At The Warren Alpert Medical School of Brown University, with the support of Brown’s leadership, we are planning for a unique primary care program for 24 additional medical students beginning in 2015, pending regulatory approval. Its focus is described in its title: the Primary Care-Population Health Program. To our knowledge this is the first program of its kind in the United States.

The new program is consistent with an emerging national realization, well expressed in a recent Institute of Medicine report, that primary care means doctors not just treating the person or family in front of them, but also managing the entire group of patients who regularly see them, and the community from which their patient panel comes. Paying attention to population health leads to better individual care and vice versa. For example, ensuring near-universal childhood immunization rates across Rhode Island, helping all those with diabetes get their glucose levels and blood pressures into the normal range, or combating the prescription narcotic addiction epidemic would improve the health and wellness of the state as a whole. At the same time, it would reduce suffering for individual patients—and even save money.
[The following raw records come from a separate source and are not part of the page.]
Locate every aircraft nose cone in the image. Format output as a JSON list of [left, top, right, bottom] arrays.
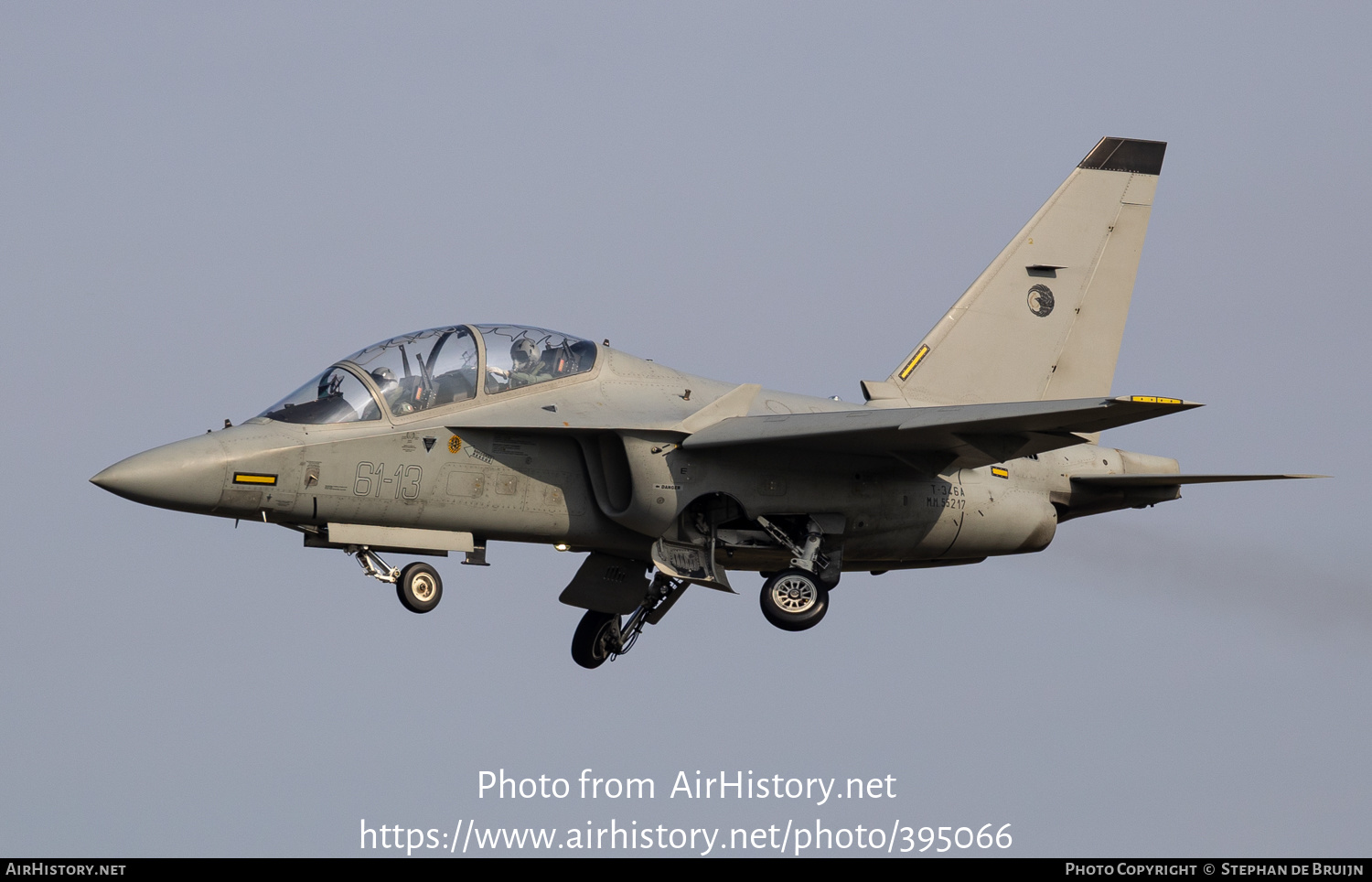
[[91, 435, 228, 511]]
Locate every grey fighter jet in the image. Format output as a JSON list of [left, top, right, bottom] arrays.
[[91, 137, 1306, 668]]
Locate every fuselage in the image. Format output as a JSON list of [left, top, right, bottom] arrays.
[[92, 328, 1177, 571]]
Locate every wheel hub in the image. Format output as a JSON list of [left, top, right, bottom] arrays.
[[773, 577, 815, 613]]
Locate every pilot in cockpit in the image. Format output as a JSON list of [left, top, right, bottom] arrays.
[[488, 339, 553, 390], [372, 368, 414, 417]]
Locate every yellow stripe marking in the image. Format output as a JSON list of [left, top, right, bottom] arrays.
[[900, 346, 929, 380]]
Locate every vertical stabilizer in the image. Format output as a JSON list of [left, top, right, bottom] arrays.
[[864, 137, 1166, 404]]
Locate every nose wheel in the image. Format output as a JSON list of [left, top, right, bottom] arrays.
[[573, 609, 620, 668], [395, 563, 444, 613], [760, 569, 829, 631], [348, 544, 444, 613]]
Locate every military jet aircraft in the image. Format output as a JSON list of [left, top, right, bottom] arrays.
[[91, 137, 1311, 668]]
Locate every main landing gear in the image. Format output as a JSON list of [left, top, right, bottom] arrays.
[[348, 544, 444, 613], [573, 574, 688, 668], [757, 517, 839, 631]]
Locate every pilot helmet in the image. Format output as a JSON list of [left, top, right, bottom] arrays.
[[510, 338, 538, 365]]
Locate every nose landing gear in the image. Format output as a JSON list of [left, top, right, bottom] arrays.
[[759, 569, 829, 631], [348, 544, 444, 613], [573, 574, 688, 668]]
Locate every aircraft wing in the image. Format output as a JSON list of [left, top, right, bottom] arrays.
[[1072, 475, 1328, 489], [682, 396, 1201, 465]]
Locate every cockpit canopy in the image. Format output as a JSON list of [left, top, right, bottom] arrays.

Physicians need to understand what is happening in the community to identify such problems and to craft interventions. What are the rates of alcohol and drug abuse? What percentage of pregnant women gets easily accessible prenatal care? Is there adequate education and nursing support for people living with diabetes? What are the rates for heart disease risks, and what programs exist to reduce smoking, hypertension, and obesity? In short, doctors should examine the population as well as the patient.

This shouldn’t just be learned on the job. It is time to bring this philosophy into medical education. The new program will combine the usual emphasis on basic and medical science, with training in population health, epidemiology, and health policy. Students will be selected for their commitment to primary care and population health and, in part, their connection with Rhode Island. The curriculum will be patient focused, driven by information technology, and team based. There will be a focus on active learning with few lectures in a curriculum that integrates topics in a seamless fashion. Our hope is for students to pursue both an MD and a master’s degree that adds rigor, scholarship, and broadened horizons in population health to their skills.

There will be additional leadership training as well as ongoing mentorship from the best primary care physicians in the state. Rather than chopping up clerkships (medical student rotations) into the usual six-week rotation blocks, we’ll offer students “longitudinal” clerkships of nine to ten months to combine the core specialties such as internal medicine and surgery. This will provide them with continuity of teachers and, most importantly, patients. Students will follow a panel of patients through the health care system—from inpatient hospitalizations, surgeries, and births to outpatient visits in primary care and specialty clinics to nursing homes and patients’ homes.

The program will draw on Brown’s strengths in public health, as well as other parts of the University. There is much to learn from other professionals in health care—pharmacists, nurses, nurse practitioners, physicians’ assistants, and social workers. We hope to partner with other Rhode Island health professional schools to expand interdisciplinary training experiences.